Why the redanman?  Blame the fourth hole at The National Golf Links of America - to some the finest golf course ever built.  It was created by a modest man - Charles Blair MacDonald. He merely wanted to expose America to Scotland's Greatest Gift - Golf. Redan to me epitomizes golf course architecture - an insider's nod to tradition if you will. Not even my favorite hole on the course (It is Alps, by the way) its name to me evokes architecture of the playing field of golf as whole paragraphs. Interestingly the original Redan is at the North Berwick West Links, one of my most holy sites in golf.  There too, the Redan takes second seat to another hole - The Pit - but I was redanman for quite a while before I got there to the NBWL, and Pitman doesn't have much cachet.

 

I hope that you enjoy my site. And I was just kidding about Old Charlie's modesty - another "inside" if you will. The site is dedicated to my wife and daughter - one who loves the game and one who "hates" it (at least for now)- fitting for this afflicion called golf.

 

Pace Kindly Requested: 

 

Written as the 2008 version of the Masters approaches:

 

I have evolved to the point that the professional game of golf has virtually no relevance for me personally. I've also never really felt that Tiger Woods, acclaimed as the greatest golfer in the world and perhaps the greatest ever (And I do recognize him as such) - is not relevant to the average golfer and has never been a role model, not that athletes are indeed role models.  The US PGA Tour is in my opinion bad for recreational golfers and for the game of golf in general.   Just as the NBA has ruined the game of basketball, the US PGA Tour will likely one day destroy the original spirit of golf in hte mind of the sportsman.  Golf is inherently unfair, it is meant to be.  You are supposed to deal with imperfections as well as possible be it in yourself, the golf course or the things that happen to you.  Greatness is not what you do but how you deal with what happens to you. Golf can certainly build character, but the PGA Tour has built an entertainment venue that encourages whining, complaints and cries of unfair from the most pampered set of athletes in the world.

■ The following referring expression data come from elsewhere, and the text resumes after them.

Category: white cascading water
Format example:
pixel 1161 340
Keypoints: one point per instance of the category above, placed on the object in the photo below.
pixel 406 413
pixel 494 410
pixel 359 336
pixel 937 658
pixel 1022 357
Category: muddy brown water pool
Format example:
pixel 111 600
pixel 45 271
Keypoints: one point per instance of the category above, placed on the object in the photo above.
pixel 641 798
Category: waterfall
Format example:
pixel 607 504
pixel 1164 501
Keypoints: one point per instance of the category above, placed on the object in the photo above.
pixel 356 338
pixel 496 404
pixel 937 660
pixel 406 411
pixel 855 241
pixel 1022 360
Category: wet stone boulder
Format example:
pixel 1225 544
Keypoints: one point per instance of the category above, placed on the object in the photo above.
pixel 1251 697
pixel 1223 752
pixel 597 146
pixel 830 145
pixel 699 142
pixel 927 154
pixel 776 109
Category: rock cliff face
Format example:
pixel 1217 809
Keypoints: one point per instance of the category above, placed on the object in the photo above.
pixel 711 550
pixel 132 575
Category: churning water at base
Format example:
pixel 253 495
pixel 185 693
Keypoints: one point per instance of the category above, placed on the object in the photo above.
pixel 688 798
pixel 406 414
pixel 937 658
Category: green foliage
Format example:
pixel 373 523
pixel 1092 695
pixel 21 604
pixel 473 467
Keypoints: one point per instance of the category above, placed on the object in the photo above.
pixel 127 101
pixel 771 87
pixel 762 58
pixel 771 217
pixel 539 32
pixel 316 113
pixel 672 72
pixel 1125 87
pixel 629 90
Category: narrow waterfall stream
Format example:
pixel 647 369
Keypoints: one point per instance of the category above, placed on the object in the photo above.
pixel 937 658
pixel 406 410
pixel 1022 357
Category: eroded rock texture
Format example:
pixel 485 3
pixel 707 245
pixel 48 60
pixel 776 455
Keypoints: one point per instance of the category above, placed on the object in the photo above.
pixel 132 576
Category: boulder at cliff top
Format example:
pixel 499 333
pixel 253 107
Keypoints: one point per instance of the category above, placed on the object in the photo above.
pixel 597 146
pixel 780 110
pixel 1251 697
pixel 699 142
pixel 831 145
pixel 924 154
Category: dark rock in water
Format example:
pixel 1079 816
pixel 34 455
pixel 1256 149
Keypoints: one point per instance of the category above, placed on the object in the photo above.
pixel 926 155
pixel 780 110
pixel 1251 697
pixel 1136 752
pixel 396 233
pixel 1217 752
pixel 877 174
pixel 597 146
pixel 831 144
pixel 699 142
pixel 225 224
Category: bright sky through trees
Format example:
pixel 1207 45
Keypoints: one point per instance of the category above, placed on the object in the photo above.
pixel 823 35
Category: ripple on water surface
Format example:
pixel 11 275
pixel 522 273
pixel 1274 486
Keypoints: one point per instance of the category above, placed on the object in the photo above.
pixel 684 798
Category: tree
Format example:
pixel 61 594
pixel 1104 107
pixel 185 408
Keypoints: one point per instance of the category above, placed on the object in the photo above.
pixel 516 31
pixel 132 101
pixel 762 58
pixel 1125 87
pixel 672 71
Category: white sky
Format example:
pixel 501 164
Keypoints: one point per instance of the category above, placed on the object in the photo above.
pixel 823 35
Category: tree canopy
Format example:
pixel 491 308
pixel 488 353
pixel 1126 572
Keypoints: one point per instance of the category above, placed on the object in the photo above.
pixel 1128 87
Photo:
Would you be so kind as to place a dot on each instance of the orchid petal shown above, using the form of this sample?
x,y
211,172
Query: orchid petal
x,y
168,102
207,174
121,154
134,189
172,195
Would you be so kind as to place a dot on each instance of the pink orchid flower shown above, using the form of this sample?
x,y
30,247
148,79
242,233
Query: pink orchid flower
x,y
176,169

NO character building there.

 

Week in and week out the entertainment venue of the PGA Tour presents as consistent a set up of the course for its players as is humanly possible - no quirkiness, similar green speeds, similar sand, similar "Tests of golf". Pace of play is glacial.  Every putt is holed out, hystrionics are carried out whenever the circumstances are not to a players liking, it gets so tiresome.

 

So look here for opinions and reporting of the world's playing fields; occasionally some great places to stay, eat, drink and generally cavort as relates to the other hours of the day when we head to and from the course, but never anything about the professional game of golf. It's just not any longer interesting except for the Open Championship as hosted by the R & A. Perhaps if the Australian Open replaces the PGA Championship as a "Major" we might have something else to watch, but having the Masters and USGA Open Championship hosted by the same old Frankenstein of a course and a rotating Frankenstein respetively as venues I shall continue to find only a little interest in US Professional golf and you'll see none of that here. 

 

Golf is a game best played in groups of three, two, one and if absolutely mandatory four players.  (The professionals have found a way to take a funereal five hours plus for two and three ball games now!) Club golf is a painful affair wherein one encounters the idea that four hours and fifteen minutes for 18 holes of golf is OK. This with reasonably skilled golfers as the average man holding a USGA handicap at a private club in the USA is holding a 15.something index.  Sadly it is even worse at public courses.  In many cases it is the lower one-third of the handicap holders that are the slowest.

 

If I can make just one passionate plea - get the lead out of your ass and play.  Remember that your place on the golf course is behind those ahead of you and not just ahead of those behind you. You selfish bastards!